# Statistical Distributions: Synthetic Data Generation

This notebook demonstrates data generation from common statistical distributions with real-world examples:
- **Normal Distribution**: Heights of adults
- **Log-Normal Distribution**: Income distribution
- **Binomial Distribution**: Product quality control
- **Poisson Distribution**: Customer arrivals per hour

## 1. Import Required Libraries

In [None]:
import numpy as np
import matplotlib.pyplot as plt
import seaborn as sns
from scipy import stats

# Set random seed for reproducibility
np.random.seed(42)

# Set style for better visualizations
sns.set_style("whitegrid")
plt.rcParams['figure.figsize'] = (12, 6)

print("Libraries imported successfully!")

## 2. Normal Distribution (Gaussian)

**Real-World Example**: Heights of adult humans

The normal distribution is symmetric and bell-shaped. Many natural phenomena follow this distribution, including:
- Human heights and weights
- Blood pressure measurements
- IQ scores
- Measurement errors

In [None]:
# Generate data: Heights of adult males (in cm)
# Mean height: 175 cm, Standard deviation: 7 cm
mean_height = 175
std_height = 7
sample_size = 1000

heights = np.random.normal(mean_height, std_height, sample_size)

# Create visualization
fig, axes = plt.subplots(1, 2, figsize=(14, 5))

# Histogram with KDE
axes[0].hist(heights, bins=30, density=True, alpha=0.7, color='skyblue', edgecolor='black')
x = np.linspace(heights.min(), heights.max(), 100)
axes[0].plot(x, stats.norm.pdf(x, mean_height, std_height), 'r-', linewidth=2, label='PDF')
axes[0].set_title('Normal Distribution: Adult Male Heights', fontsize=14, fontweight='bold')
axes[0].set_xlabel('Height (cm)')
axes[0].set_ylabel('Density')
axes[0].legend()
axes[0].grid(alpha=0.3)

# Box plot
axes[1].boxplot(heights, vert=True)
axes[1].set_title('Box Plot of Heights', fontsize=14, fontweight='bold')
axes[1].set_ylabel('Height (cm)')
axes[1].grid(alpha=0.3)

plt.tight_layout()
plt.show()

# Statistics
print(f"Mean: {heights.mean():.2f} cm")
print(f"Standard Deviation: {heights.std():.2f} cm")
print(f"Min: {heights.min():.2f} cm")
print(f"Max: {heights.max():.2f} cm")
print(f"68% of data within: [{mean_height-std_height:.2f}, {mean_height+std_height:.2f}] cm")

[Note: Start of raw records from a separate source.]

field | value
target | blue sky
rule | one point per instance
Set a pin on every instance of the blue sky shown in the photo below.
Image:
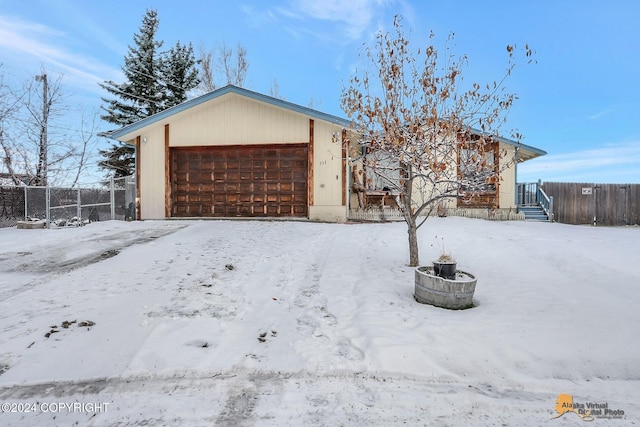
(580, 102)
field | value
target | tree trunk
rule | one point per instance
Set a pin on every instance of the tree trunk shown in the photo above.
(412, 230)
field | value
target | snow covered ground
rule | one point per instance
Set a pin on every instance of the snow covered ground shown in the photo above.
(260, 323)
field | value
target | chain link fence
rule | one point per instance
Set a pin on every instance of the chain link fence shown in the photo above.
(60, 206)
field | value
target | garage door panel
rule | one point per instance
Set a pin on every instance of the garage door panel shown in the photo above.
(240, 181)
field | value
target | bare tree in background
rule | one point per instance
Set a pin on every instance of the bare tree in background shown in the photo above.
(35, 148)
(274, 90)
(227, 67)
(427, 137)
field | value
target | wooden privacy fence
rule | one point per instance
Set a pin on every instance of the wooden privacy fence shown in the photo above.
(597, 204)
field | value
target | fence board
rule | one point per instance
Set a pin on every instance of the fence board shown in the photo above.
(598, 204)
(92, 203)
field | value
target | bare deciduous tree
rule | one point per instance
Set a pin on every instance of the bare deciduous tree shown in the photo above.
(425, 136)
(35, 147)
(232, 68)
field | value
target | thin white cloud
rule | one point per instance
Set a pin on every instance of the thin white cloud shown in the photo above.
(39, 45)
(346, 21)
(605, 164)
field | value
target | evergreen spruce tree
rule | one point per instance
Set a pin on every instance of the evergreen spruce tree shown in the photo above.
(154, 81)
(180, 75)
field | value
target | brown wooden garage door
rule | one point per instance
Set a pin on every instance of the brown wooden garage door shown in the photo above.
(239, 181)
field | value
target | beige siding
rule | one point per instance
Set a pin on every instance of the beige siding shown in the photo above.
(234, 120)
(152, 173)
(327, 165)
(507, 177)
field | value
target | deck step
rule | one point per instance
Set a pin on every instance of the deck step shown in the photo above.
(533, 213)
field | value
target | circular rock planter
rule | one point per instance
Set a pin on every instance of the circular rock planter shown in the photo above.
(455, 294)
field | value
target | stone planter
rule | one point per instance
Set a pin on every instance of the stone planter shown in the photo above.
(455, 294)
(446, 270)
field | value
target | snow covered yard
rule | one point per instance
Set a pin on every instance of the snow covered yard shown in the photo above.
(296, 323)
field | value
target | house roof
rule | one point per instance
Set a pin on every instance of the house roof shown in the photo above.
(126, 130)
(525, 152)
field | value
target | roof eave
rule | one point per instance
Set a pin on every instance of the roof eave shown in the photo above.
(122, 133)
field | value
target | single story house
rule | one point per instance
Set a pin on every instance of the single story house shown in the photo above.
(237, 153)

## 3. Log-Normal Distribution

**Real-World Example**: Income distribution in a population

The log-normal distribution is right-skewed and appears when the logarithm of the variable is normally distributed. Common in:
- Income and wealth distribution
- Stock prices
- City population sizes
- File sizes on computers

In [None]:
# Generate data: Annual income (in thousands of dollars)
# Log-normal parameters
mu = 10.5  # Mean of log(income)
sigma = 0.5  # Standard deviation of log(income)
sample_size = 1000

incomes = np.random.lognormal(mu, sigma, sample_size) / 1000  # Convert to thousands

# Create visualization
fig, axes = plt.subplots(1, 3, figsize=(16, 5))

# Histogram of income
axes[0].hist(incomes, bins=50, density=True, alpha=0.7, color='lightcoral', edgecolor='black')
axes[0].set_title('Log-Normal Distribution: Income Distribution', fontsize=14, fontweight='bold')
axes[0].set_xlabel('Annual Income ($1000s)')
axes[0].set_ylabel('Density')
axes[0].grid(alpha=0.3)

# Histogram of log(income) - should be normal
log_incomes = np.log(incomes)
axes[1].hist(log_incomes, bins=30, density=True, alpha=0.7, color='lightgreen', edgecolor='black')
x_log = np.linspace(log_incomes.min(), log_incomes.max(), 100)
axes[1].plot(x_log, stats.norm.pdf(x_log, mu, sigma), 'r-', linewidth=2, label='Normal PDF')
axes[1].set_title('Log of Income (Normal Distribution)', fontsize=14, fontweight='bold')
axes[1].set_xlabel('Log(Income)')
axes[1].set_ylabel('Density')
axes[1].legend()
axes[1].grid(alpha=0.3)

# Cumulative distribution
axes[2].hist(incomes, bins=50, cumulative=True, density=True, alpha=0.7, color='plum', edgecolor='black')
axes[2].set_title('Cumulative Distribution', fontsize=14, fontweight='bold')
axes[2].set_xlabel('Annual Income ($1000s)')
axes[2].set_ylabel('Cumulative Probability')
axes[2].grid(alpha=0.3)

plt.tight_layout()
plt.show()

# Statistics
print(f"Mean Income: ${incomes.mean():.2f}k")
print(f"Median Income: ${np.median(incomes):.2f}k")
print(f"Standard Deviation: ${incomes.std():.2f}k")
print(f"Min Income: ${incomes.min():.2f}k")
print(f"Max Income: ${incomes.max():.2f}k")
print(f"\n75th percentile: ${np.percentile(incomes, 75):.2f}k")
print(f"90th percentile: ${np.percentile(incomes, 90):.2f}k")
print(f"95th percentile: ${np.percentile(incomes, 95):.2f}k")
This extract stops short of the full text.